Au courant de la nuit, la Croix-Rouge a toutefois fait des démarches téléphoniques et trouvé un motel pour héberger les sinistrés. La Croix-Rouge canadienne lance par ailleurs un appel pour recruter plus des bénévoles pour faire face à ce type de situation.

Rôle du CISSS?

Le conseil a également discuté du rôle que devait jouer l'hôpital de Ville-Marie la nuit de l'incendie. D'ailleurs, le maire va envoyer une lettre au ministre de la Santé Gaétan Barrette à ce sujet.

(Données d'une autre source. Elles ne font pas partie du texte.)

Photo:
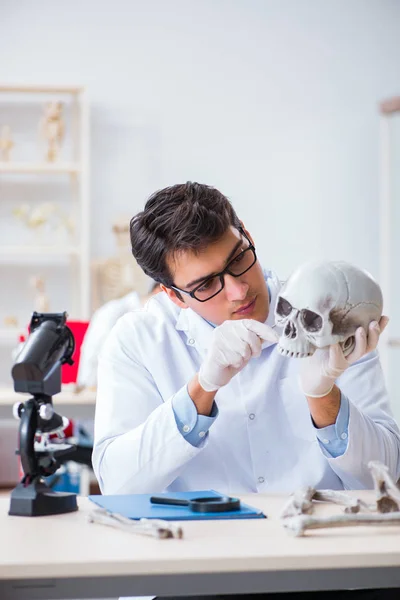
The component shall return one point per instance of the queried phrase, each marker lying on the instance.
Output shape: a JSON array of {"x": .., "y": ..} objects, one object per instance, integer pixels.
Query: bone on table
[
  {"x": 299, "y": 503},
  {"x": 352, "y": 504},
  {"x": 387, "y": 492},
  {"x": 299, "y": 524}
]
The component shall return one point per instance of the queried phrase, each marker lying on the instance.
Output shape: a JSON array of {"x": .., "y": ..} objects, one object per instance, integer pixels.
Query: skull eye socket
[
  {"x": 284, "y": 307},
  {"x": 312, "y": 322}
]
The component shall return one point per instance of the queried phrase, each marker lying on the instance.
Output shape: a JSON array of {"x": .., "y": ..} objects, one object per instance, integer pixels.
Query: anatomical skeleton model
[
  {"x": 297, "y": 517},
  {"x": 6, "y": 143},
  {"x": 51, "y": 129},
  {"x": 323, "y": 303},
  {"x": 116, "y": 276}
]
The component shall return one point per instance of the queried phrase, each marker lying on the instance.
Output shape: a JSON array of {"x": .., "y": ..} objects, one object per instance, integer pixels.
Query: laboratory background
[{"x": 290, "y": 108}]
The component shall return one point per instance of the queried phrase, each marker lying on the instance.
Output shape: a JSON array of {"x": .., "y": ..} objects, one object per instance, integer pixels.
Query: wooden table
[{"x": 64, "y": 556}]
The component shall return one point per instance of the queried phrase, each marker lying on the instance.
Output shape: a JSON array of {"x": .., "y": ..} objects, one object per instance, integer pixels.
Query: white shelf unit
[
  {"x": 39, "y": 168},
  {"x": 389, "y": 109},
  {"x": 75, "y": 174}
]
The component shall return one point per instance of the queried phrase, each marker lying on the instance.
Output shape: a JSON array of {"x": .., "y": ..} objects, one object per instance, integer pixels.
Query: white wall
[{"x": 274, "y": 102}]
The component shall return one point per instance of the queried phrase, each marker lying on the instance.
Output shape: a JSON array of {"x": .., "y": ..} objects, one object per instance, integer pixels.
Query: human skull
[{"x": 323, "y": 303}]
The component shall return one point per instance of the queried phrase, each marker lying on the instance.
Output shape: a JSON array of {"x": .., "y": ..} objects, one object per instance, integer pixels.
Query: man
[{"x": 192, "y": 393}]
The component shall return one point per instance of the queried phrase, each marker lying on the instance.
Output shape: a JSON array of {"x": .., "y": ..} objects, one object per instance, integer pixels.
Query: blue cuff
[
  {"x": 334, "y": 438},
  {"x": 193, "y": 427}
]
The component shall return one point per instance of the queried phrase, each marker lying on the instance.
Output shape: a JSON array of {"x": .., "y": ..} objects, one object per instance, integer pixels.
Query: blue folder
[{"x": 138, "y": 506}]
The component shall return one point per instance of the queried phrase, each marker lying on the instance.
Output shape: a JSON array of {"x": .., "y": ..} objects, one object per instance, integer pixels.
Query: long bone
[
  {"x": 353, "y": 505},
  {"x": 299, "y": 524},
  {"x": 387, "y": 492},
  {"x": 299, "y": 503}
]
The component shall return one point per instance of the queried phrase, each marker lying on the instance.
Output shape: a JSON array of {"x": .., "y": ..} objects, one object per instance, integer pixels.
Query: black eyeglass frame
[{"x": 251, "y": 248}]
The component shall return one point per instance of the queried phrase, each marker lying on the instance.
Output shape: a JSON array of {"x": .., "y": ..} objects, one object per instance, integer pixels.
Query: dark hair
[{"x": 186, "y": 216}]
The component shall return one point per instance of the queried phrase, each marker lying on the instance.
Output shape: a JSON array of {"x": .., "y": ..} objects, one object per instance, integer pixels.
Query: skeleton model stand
[
  {"x": 52, "y": 129},
  {"x": 6, "y": 143},
  {"x": 297, "y": 515},
  {"x": 41, "y": 303},
  {"x": 323, "y": 303},
  {"x": 116, "y": 276}
]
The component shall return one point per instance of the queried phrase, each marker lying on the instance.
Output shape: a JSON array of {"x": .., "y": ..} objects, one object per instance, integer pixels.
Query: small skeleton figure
[
  {"x": 41, "y": 303},
  {"x": 6, "y": 143},
  {"x": 52, "y": 129}
]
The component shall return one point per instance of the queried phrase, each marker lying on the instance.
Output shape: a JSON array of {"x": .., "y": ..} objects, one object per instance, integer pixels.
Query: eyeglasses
[{"x": 212, "y": 286}]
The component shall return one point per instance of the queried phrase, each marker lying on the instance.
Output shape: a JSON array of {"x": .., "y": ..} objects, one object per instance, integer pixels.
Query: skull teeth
[{"x": 292, "y": 354}]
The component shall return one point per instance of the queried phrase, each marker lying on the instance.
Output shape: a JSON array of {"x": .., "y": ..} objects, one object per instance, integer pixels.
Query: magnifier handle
[{"x": 165, "y": 500}]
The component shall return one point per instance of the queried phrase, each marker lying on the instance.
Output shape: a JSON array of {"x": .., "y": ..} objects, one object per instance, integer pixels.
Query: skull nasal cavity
[{"x": 290, "y": 330}]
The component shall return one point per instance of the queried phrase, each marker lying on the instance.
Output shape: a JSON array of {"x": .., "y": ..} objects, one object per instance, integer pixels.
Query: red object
[{"x": 69, "y": 373}]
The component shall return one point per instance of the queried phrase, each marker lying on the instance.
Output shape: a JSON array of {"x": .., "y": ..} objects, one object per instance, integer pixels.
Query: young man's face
[{"x": 243, "y": 297}]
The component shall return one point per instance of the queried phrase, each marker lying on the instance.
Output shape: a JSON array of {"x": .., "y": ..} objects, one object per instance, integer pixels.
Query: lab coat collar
[{"x": 198, "y": 331}]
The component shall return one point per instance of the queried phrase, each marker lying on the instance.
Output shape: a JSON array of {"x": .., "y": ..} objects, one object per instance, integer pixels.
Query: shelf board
[
  {"x": 39, "y": 168},
  {"x": 9, "y": 253},
  {"x": 41, "y": 89}
]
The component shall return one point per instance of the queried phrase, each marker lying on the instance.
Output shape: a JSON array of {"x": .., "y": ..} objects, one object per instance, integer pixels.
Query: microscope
[{"x": 37, "y": 371}]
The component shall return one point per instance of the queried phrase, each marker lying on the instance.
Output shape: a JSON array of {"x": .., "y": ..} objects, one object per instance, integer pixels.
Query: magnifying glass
[{"x": 201, "y": 505}]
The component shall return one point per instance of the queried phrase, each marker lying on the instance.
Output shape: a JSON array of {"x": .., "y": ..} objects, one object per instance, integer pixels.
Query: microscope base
[{"x": 37, "y": 499}]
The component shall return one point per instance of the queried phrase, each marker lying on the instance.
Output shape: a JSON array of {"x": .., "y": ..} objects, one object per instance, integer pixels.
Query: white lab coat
[
  {"x": 101, "y": 323},
  {"x": 263, "y": 439}
]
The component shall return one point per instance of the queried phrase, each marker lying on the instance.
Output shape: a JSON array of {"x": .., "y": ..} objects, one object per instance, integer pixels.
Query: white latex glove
[
  {"x": 233, "y": 344},
  {"x": 319, "y": 372}
]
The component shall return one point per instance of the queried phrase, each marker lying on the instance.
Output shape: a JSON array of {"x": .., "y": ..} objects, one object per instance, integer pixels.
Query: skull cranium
[{"x": 323, "y": 303}]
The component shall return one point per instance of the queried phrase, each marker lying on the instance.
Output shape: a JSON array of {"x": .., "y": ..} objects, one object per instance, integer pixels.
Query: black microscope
[{"x": 37, "y": 371}]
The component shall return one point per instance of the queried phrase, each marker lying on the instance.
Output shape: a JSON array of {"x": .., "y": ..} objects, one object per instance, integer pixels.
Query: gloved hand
[
  {"x": 319, "y": 372},
  {"x": 233, "y": 344}
]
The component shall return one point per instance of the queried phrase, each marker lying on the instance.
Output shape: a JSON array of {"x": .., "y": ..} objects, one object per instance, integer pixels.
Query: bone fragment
[
  {"x": 299, "y": 524},
  {"x": 353, "y": 505},
  {"x": 387, "y": 492},
  {"x": 299, "y": 503}
]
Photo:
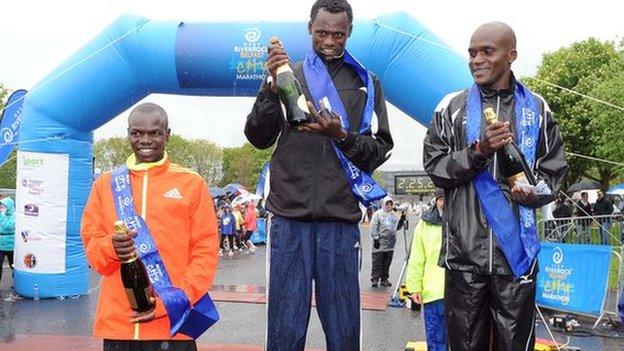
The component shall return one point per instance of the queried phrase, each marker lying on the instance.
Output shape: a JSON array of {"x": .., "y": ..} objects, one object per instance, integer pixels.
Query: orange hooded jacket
[{"x": 178, "y": 209}]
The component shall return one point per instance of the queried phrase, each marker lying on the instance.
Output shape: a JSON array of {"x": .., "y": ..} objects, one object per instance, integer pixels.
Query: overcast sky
[{"x": 39, "y": 35}]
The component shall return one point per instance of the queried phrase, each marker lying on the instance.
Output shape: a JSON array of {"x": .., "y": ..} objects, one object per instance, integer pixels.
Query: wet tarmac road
[{"x": 66, "y": 324}]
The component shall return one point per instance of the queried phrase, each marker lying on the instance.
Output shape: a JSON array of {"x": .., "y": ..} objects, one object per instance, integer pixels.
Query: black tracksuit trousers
[{"x": 480, "y": 308}]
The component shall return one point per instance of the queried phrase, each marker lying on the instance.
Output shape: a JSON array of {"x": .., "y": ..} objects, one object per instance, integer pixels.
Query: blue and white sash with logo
[
  {"x": 189, "y": 321},
  {"x": 517, "y": 239},
  {"x": 362, "y": 185}
]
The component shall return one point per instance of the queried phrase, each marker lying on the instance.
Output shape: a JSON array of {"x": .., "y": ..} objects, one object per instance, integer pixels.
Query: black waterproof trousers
[{"x": 481, "y": 308}]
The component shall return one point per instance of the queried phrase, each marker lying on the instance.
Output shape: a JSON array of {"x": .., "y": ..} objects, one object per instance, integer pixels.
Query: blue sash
[
  {"x": 517, "y": 239},
  {"x": 191, "y": 322},
  {"x": 362, "y": 185}
]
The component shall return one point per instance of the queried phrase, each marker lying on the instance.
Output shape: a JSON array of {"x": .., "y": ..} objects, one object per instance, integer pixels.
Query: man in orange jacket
[{"x": 175, "y": 204}]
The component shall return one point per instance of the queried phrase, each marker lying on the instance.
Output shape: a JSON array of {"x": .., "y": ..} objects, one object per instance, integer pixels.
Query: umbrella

« On n'a pas encore eu de feed-back de notre centre de santé. En pleine nuit, on a des gens de la ville qui sont allés à cet endroit-là et qui se sont fait retourner. On leur a dit « on va avoir quelqu'un à 8 h ou à 9  le lendemain ». Mais l'incendie, à 2h36, les gens étaient à la rue. Qu'est-ce qu'on fait? C'est une clientèle vulnérable, des gens sous médication, qui se sont retrouvés à moitié nus, dans la rue. Ma question: y'a-t-il un pilote dans l'avion? On interpelle le système de santé », se questionne Bernard Flébus.

Le Centre intégré de santé et de services sociaux (CISSS) de l'Abitibi-Témiscamingue invite le maire Flébus à réviser son plan de mesures d'urgence. Selon le président- directeur général, Jacques Boisonneault, il est de la responsabilité de la ville de coordonner ce type d'opérations. Une demande a bel et bien été formulée à l'infirmière de garde de l'hôpital, mais pour venir chercher des évacués.

« Ce n'est pas normal que ce soit l'agente administrative qui a eu à gérer ça toute la nuit, et normalement, on se serait attendu à une coordination de leur part [la Ville], qui n'est jamais venue. Donc, oui, la Croix-Rouge, mais il y a un bout où les citoyens auraient été hébergés au chaud beaucoup plus rapidement, si au niveau de la sécurité civile on avait été mieux organisé », considère-t-il. 

Jacques Boissonneault concède par contre qu'une cellule d'urgence psychosociale aurait pu être mise en place plus rapidement au cours de la nuit.

Par ailleurs, la Ville de Ville-Marie avise la population que son garage municipal déborde de dons reçus, à la suite de l'élan de générosité envers les sinistrés.

La cueillette a donc été suspendue, le temps de la mise sur pied d'un comité, qui va évaluer les besoins de chacune des personnes victimes de l'incendie.